There’s genre-bending, and then there’s genre breaking.
Director Colin Trevorrow made a modest splash with his 2012 theatrical feature debut, “Safety Not Guaranteed,” an entertainingly quirky time-travel rom-com that was an example of the former category of un-pigeonholability. After a foray into more straightforward stuff, with 2015’s ”Jurassic World,” the cinematic mad scientist has returned to the laboratory with “The Book of Henry,” a movie so mystifyingly misbegotten that it makes Frankenstein — the monster, not the movie — seem unremarkable.
It’s the filmmaking equivalent of a monkey with the head of a goat, the tail of a fish, wings and teeny-tiny rat claws.
Working from a screenplay by Gregg Hurwitz, a TV writer (“V”) making his big-screen debut, Trevorrow starts off well enough with “Henry,” whose title character, played by “Midnight Special’s” otherworldly Jaeden Lieberher, is an 11-year-old prodigy who runs his family’s finances while scribbling furiously in notebooks, haunting libraries, snapping Polaroids, talking on payphones and leaving audio notes to himself on a microcassette recorder.

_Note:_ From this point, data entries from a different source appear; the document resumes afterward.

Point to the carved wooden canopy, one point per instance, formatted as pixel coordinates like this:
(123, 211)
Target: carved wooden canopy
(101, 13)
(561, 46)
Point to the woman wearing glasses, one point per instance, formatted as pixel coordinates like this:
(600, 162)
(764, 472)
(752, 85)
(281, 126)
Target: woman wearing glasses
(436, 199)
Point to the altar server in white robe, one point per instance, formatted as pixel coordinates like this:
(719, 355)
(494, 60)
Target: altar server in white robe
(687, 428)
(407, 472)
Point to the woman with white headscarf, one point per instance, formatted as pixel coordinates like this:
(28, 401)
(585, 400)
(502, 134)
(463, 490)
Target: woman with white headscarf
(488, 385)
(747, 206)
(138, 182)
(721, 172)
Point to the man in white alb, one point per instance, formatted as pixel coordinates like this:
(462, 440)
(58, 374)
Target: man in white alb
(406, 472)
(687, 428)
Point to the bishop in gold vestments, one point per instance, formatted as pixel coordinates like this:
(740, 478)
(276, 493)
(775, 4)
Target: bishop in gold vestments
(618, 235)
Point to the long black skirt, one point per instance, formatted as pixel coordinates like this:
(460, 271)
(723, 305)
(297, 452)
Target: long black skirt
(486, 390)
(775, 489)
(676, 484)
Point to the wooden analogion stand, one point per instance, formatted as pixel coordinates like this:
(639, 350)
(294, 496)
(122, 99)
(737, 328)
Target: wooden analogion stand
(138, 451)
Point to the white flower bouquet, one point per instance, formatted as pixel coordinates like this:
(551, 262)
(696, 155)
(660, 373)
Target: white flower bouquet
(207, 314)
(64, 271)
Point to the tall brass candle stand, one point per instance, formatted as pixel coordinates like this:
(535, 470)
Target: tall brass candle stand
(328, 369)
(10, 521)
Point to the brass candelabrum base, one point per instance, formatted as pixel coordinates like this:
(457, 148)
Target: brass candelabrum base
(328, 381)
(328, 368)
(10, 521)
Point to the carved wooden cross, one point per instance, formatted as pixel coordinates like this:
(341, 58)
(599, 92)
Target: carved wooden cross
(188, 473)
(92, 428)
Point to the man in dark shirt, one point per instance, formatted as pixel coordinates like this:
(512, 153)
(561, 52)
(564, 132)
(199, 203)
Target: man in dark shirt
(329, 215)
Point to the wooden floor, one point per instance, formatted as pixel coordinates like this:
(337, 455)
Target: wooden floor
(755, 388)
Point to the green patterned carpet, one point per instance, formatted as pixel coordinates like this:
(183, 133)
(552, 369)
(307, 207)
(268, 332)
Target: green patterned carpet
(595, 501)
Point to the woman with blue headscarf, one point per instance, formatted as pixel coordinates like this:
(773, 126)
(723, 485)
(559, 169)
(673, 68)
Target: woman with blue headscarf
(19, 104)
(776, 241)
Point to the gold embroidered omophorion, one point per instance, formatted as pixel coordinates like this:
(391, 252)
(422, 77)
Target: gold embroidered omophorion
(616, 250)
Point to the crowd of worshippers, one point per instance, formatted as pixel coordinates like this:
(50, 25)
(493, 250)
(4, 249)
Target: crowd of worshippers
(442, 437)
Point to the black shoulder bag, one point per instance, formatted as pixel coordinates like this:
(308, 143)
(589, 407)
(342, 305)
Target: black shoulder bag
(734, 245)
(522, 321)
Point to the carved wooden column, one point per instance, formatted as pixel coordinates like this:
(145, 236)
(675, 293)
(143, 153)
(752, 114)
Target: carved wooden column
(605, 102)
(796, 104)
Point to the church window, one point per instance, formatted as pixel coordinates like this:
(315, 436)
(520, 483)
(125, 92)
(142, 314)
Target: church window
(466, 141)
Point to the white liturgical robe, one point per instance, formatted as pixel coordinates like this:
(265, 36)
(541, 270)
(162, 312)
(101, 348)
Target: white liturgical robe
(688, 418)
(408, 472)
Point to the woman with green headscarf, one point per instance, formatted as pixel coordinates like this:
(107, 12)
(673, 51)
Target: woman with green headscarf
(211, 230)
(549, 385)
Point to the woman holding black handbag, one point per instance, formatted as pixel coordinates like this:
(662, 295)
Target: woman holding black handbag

If there wasn’t a scene where someone can be seen using a smartphone — and there is — you’d swear the movie was set some time last century.
Our out-of-time little hero, whose intellect seems to encompass all of human knowledge, including medical science, psychology, engineering and law, is also a compassionate soul, obsessing over the well-being of his classmate and next-door neighbor Christina (Maddie Ziegler), a flinch-y introvert who lives alone with her creepy widower stepfather — the aptly named Glenn Sickleman (Dean Norris), who also happens to be the town’s police commissioner.
This seemingly throwaway detail will come to loom large later on, along with the fact that a relative of Glenn’s (Philip Smreck) is the head of Child Protective Services.
Initially, the film doesn’t do much with the ominous, if nebulous, implications of the Sicklemans’ family dynamic, preferring to focus instead on the gently wacky comic potential of Henry’s family, which includes a cute little brother (“The Room’s” Jacob Tremblay) and their kooky single mom, Susan (Naomi Watts). Susan, a waitress and aspiring children’s book author, is such a caricature of role reversal that she wastes her evenings playing violent, first-person-shooter videogames while Henry — only ostensibly the dependent in the relationship — balances the checkbook.
For good measure, Sarah Silverman briefly pops up as Susan’s best friend and lovable lush, but then her character is quickly forgotten.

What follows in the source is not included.